„Wegzeichen“ und Erinnerungen von Bischof Iby

Der emeritierte Bischof Paul Iby blickt mit einem Memoirenband anlässlich seines 25. Bischofsjubiläums auf sein Leben im Dienst der Diözese Eisenstadt zurück.

Beinahe 18 Jahre, von Jänner 1993 bis Juli 2010, stand Paul Iby als Diözesanbischof an der Spitze der Diözese Eisenstadt. Getreu seinem Wahlspruch „Omnia in Caritate“ habe er mit Priestern und Laien einen Dialog auf Augenhöhe geführt, so einen Aussendung des Tyrolia-Verlags.

Für Frauendiakonat und freiwilligen Zölibat

Iby trat für einen freiwilligen Zölibat der Priester ein, für die Weihe von Frauen zu Diakoninnen und für mehr Mitsprache der Betroffenen bei Bischofsernennungen. Die Ökumene im Burgenland nahm in diesen Jahren konkrete Formen an. Iby war auch als österreichischer Jugendbischof tätig.

Buchcover von Pauls Ibys "Gott und dem Leben trauen. Erinnerungen und Wegzeichen"
Tyrolia Verlag

Buchhinweis

Paul Iby/Josef Bruckmoser: Gott und dem Leben trauen. Erinnerungen und Wegzeichen. Tyrolia-Verlag, 224 Seiten, 19,95 Euro

Geboren im burgenländischen Raiding, dem Geburtsort Franz Liszts, reifte in Iby früh der Entschluss, Priester zu werden. Schon bald nach seiner Weihe wurde er zum engsten Mitarbeiter von Bischof Stephan Laszlo, dem ersten Bischof der Diözese Burgenland. Als Caritas-Direktor entwickelte Iby eine besondere Nähe zu Benachteiligten und Ausgegrenzten.

Als am 4. Februar 1995 in Oberwart vier Roma durch ein Rohrbombenattentat getötet wurden, rief Bischof Iby eindringlich zur Versöhnung der Volksgruppen im Burgenland auf.

Kirchengeschichte und Persönliches

„Gott und dem Leben trauen“ besteht aus biografische Notizen des Bischofs, „der in stürmischer Zeit zu seinen Priestern und Laien stand und den Dialog mit Rom suchte und somit auch ein Rückblick auf ein bewegtes Stück österreichischer Kirchengeschichte, dabei aber voller persönlicher Erinnerungen - offen, ehrlich und immer das Miteinander erstrebend“, so der Verlag.

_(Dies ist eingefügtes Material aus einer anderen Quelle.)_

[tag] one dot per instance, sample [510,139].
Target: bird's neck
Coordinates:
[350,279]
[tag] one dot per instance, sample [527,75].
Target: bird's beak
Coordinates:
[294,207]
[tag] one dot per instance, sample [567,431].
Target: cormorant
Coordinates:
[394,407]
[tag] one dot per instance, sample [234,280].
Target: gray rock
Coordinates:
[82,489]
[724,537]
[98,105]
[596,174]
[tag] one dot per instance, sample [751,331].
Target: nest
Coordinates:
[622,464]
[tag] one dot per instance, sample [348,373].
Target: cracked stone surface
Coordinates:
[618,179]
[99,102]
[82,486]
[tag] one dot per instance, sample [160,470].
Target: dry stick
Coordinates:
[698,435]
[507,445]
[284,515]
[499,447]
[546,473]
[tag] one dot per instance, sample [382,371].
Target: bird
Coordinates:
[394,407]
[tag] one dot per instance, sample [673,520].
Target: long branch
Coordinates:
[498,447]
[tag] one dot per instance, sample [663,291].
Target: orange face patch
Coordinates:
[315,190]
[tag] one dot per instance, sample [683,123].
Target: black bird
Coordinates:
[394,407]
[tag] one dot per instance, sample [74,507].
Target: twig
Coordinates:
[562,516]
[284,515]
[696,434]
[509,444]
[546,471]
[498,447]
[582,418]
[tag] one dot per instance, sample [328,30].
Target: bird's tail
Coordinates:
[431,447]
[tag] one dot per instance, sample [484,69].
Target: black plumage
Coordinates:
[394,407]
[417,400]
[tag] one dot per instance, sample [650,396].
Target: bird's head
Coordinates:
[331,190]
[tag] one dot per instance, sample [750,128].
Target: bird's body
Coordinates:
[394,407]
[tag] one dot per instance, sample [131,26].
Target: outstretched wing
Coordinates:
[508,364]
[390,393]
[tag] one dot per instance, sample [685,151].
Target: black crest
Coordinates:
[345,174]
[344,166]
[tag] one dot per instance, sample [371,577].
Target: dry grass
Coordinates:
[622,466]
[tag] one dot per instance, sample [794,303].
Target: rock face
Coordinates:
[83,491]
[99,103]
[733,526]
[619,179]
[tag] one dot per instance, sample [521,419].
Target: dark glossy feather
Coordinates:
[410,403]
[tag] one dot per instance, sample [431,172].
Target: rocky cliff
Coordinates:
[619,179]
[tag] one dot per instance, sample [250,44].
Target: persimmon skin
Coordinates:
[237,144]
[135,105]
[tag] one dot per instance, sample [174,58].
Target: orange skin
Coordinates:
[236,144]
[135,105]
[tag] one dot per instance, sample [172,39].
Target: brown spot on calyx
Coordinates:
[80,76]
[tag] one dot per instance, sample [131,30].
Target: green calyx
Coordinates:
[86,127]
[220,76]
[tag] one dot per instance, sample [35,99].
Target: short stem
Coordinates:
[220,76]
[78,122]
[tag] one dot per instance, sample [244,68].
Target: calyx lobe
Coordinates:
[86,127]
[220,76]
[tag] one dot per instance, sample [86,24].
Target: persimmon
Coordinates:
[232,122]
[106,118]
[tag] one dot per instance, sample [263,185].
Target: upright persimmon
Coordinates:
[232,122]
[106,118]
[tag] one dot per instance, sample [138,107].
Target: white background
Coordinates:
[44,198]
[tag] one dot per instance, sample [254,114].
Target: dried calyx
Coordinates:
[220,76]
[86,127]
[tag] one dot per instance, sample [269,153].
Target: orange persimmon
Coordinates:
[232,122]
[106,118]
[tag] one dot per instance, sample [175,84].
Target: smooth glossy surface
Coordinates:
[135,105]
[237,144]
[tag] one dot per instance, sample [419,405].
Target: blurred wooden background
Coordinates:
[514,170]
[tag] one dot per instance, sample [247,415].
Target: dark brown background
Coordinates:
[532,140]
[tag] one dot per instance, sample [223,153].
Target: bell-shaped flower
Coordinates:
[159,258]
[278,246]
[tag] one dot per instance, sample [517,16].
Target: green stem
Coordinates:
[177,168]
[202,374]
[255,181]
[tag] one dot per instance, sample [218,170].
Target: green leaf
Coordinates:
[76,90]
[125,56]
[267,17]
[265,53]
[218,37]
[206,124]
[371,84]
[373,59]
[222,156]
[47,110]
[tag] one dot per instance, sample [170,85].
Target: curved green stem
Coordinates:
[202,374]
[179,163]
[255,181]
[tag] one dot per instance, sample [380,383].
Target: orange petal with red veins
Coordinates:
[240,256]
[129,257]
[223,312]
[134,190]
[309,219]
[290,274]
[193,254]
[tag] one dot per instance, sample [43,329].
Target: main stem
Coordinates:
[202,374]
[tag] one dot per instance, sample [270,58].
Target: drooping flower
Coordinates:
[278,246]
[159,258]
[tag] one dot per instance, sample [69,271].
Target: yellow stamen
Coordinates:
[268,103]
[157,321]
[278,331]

Das Buch ist am 1. Oktober erschienen.

Koautor Josef Bruckmoser, geboren 1954 in Salzburg, ist Theologe und seit 1989 Redakteur bei den „Salzburger Nachrichten“ tätig. Als Kenner der katholischen Kirche in Österreich wirkte er bereits an den Memoiren der Bischöfe Johann Weber, Helmut Krätzl und Erwin Kräutler mit.

Präsentiert wird das Buch im Liszt-Zentrum, Lisztstraße 46, in Raiding am Freitag, 6. Oktober 2017, um 19.00 Uhr, danach findet eine Podiumsdiskussion statt. Am Mittwoch, 11. Oktober 2017, um 18.30 Uhr gibt es einen Vorstellungstermin in der Tyrolia Buchhandlung am Stephansplatz 5. In Eisenstadt finden gleich zwei Präsentationen statt, am Freitag, 13. Oktober 2017, um 18.30 Uhr in der Nentwich Buchhandlung, Hauptstraße 39, und am Mittwoch, 25. Oktober 2017, 19.00 Uhr im Haus der Begegnung, Kalvarienbergplatz 11 mit einer Begegnung mit dem Theologen Paul M. Zulehner.